Coinbase sought a writ of mandamus compelling the SEC to respond to its demands in a lawsuit filed at the end of April, with the exchange’s chief legal officer Paul Grewal saying on Wednesday that “we continue to appreciate the Court's consideration.”
Late last night Coinbase replied in the Third Circuit to the SEC’s arguments against our petition for a writ of mandamus. Mandamus is the tailor-made remedy for the extraordinary facts presented here. We continue to appreciate the Court's consideration. https://t.co/OD02kX3524
— paulgrewal.eth (@iampaulgrewal) May 23, 2023
Coinbase legal battle rages on
The SEC, in its turn, sought to dismiss the action earlier this month.
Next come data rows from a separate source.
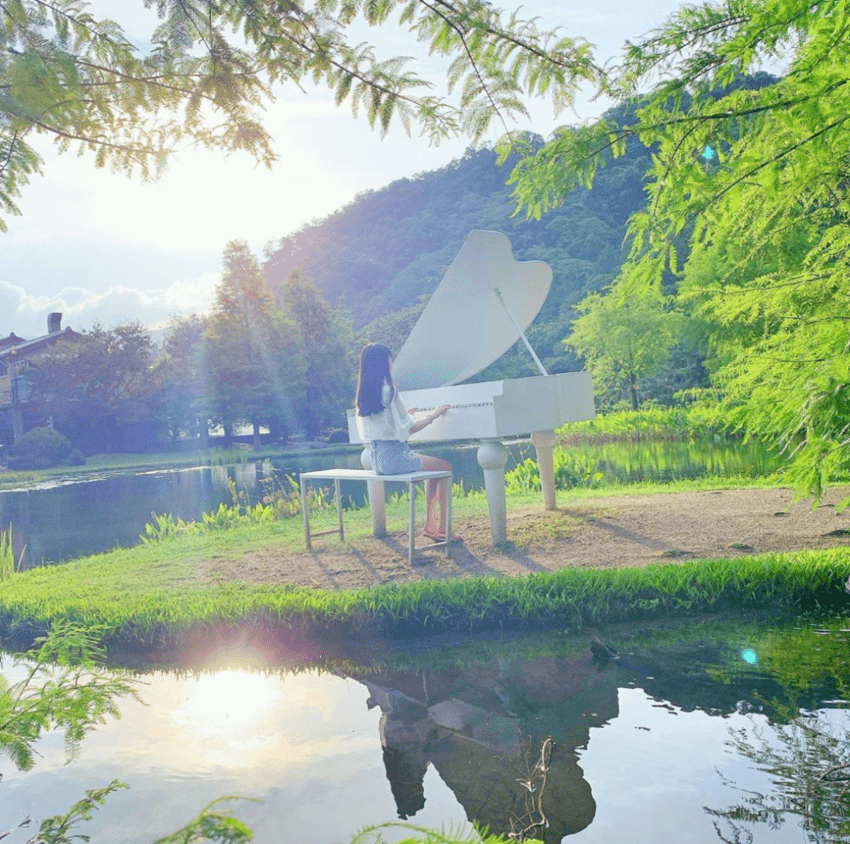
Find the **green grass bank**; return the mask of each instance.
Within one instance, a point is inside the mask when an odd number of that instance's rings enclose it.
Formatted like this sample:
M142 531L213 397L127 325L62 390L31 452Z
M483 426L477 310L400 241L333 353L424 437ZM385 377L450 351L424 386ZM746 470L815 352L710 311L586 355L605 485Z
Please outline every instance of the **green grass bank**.
M634 493L781 486L781 478L704 478L672 484L573 489L571 498ZM565 493L561 493L563 496ZM539 493L509 490L508 508L539 507ZM406 524L404 496L388 502L388 524ZM206 529L168 526L159 541L60 565L14 572L0 580L0 636L27 641L57 621L102 630L104 643L176 645L211 631L267 630L291 639L350 641L443 632L557 627L721 610L845 607L850 548L670 562L629 568L564 568L521 577L422 580L368 589L331 590L199 578L198 564L239 560L250 550L303 551L301 519L272 518L270 508L219 513ZM458 495L458 518L486 520L482 492ZM326 506L312 517L331 527ZM367 508L349 510L346 536L368 538ZM524 536L534 542L551 537ZM336 539L330 541L337 541Z
M557 627L720 610L845 607L850 550L648 565L566 568L516 578L424 580L326 590L195 578L202 555L279 539L276 525L237 526L18 572L0 583L0 634L30 640L60 620L105 643L162 647L217 631L351 641L441 632Z

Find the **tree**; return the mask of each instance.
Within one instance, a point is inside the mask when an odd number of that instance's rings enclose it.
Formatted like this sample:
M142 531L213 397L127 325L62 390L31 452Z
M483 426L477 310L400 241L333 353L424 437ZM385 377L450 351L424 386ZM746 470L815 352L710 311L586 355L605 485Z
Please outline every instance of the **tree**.
M274 304L260 264L244 241L224 250L224 271L204 332L204 375L210 415L228 435L249 422L273 433L297 421L304 393L304 341Z
M181 434L207 435L200 415L205 408L203 343L206 320L197 314L174 319L163 340L164 355L154 364L153 377L159 385L157 416L172 440Z
M333 309L308 279L295 270L281 288L281 308L300 329L306 357L300 415L308 440L322 428L344 426L354 395L357 355L351 320Z
M597 391L616 400L625 388L638 410L638 381L667 363L684 318L660 298L621 299L617 291L591 293L578 311L565 345L584 357Z
M816 496L850 461L848 59L837 0L685 7L626 46L612 90L624 103L642 92L634 119L565 129L512 174L539 215L629 139L652 145L621 284L658 289L728 250L704 288L703 314L729 338L712 378L747 433L787 447L797 492ZM765 62L784 75L761 72ZM734 339L741 320L746 343Z
M144 53L82 0L0 5L0 212L18 213L15 198L39 170L33 133L145 177L190 141L244 150L270 166L258 112L283 81L325 86L337 105L362 110L381 132L397 120L438 142L458 132L479 138L493 119L524 114L523 93L550 96L561 109L578 83L600 78L585 42L480 0L144 5L160 20ZM447 94L431 93L407 59L381 59L371 45L350 41L358 16L376 27L397 16L428 54L448 58Z
M33 363L32 401L83 451L114 451L124 444L122 426L153 423L151 339L139 323L95 325Z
The agency argued that “mandamus is an extraordinary remedy—one that requires the petitioner to show a clear and indisputable right to relief.”
“Coinbase does not and cannot demonstrate such a right,” the agency said in its filing, adding that “no statute or regulation requires the Commission to take such action on a specific timeline.”
Prior to that, in March this year, the SEC also issued a Wells notice to Coinbase, alleging that the company's staking products constitute unregistered securities and indicating a potential enforcement action against the exchange.
“The SEC’s threatened enforcement action against Coinbase dispels any doubt,” the San Francisco-based company said in its latest filing. “It is difficult to imagine a more direct rebuke of Coinbase’s rulemaking petition than a threatened suit against Coinbase for allegedly listing unspecified digital asset securities based on unspecified legal standards, and failing to register under a registration path that does not yet exist.
According to Coinbase, “by effectively—but not yet formally—denying Coinbase’s rulemaking petition,” the regulator is preventing the company from exercising its right under the Administrative Procedure Act to challenge the SEC’s decision to forgo rulemaking.
Ultimately, Coinbase stated that “the SEC’s choice to regulate by enforcement was the root of the problem, not the solution.”
“The SEC’s delay in deciding whether to conduct a rulemaking is indefensible given its decision to pursue an aggressive, accelerating enforcement campaign regarding the very topics identified in Coinbase’s petition,” said the exchange.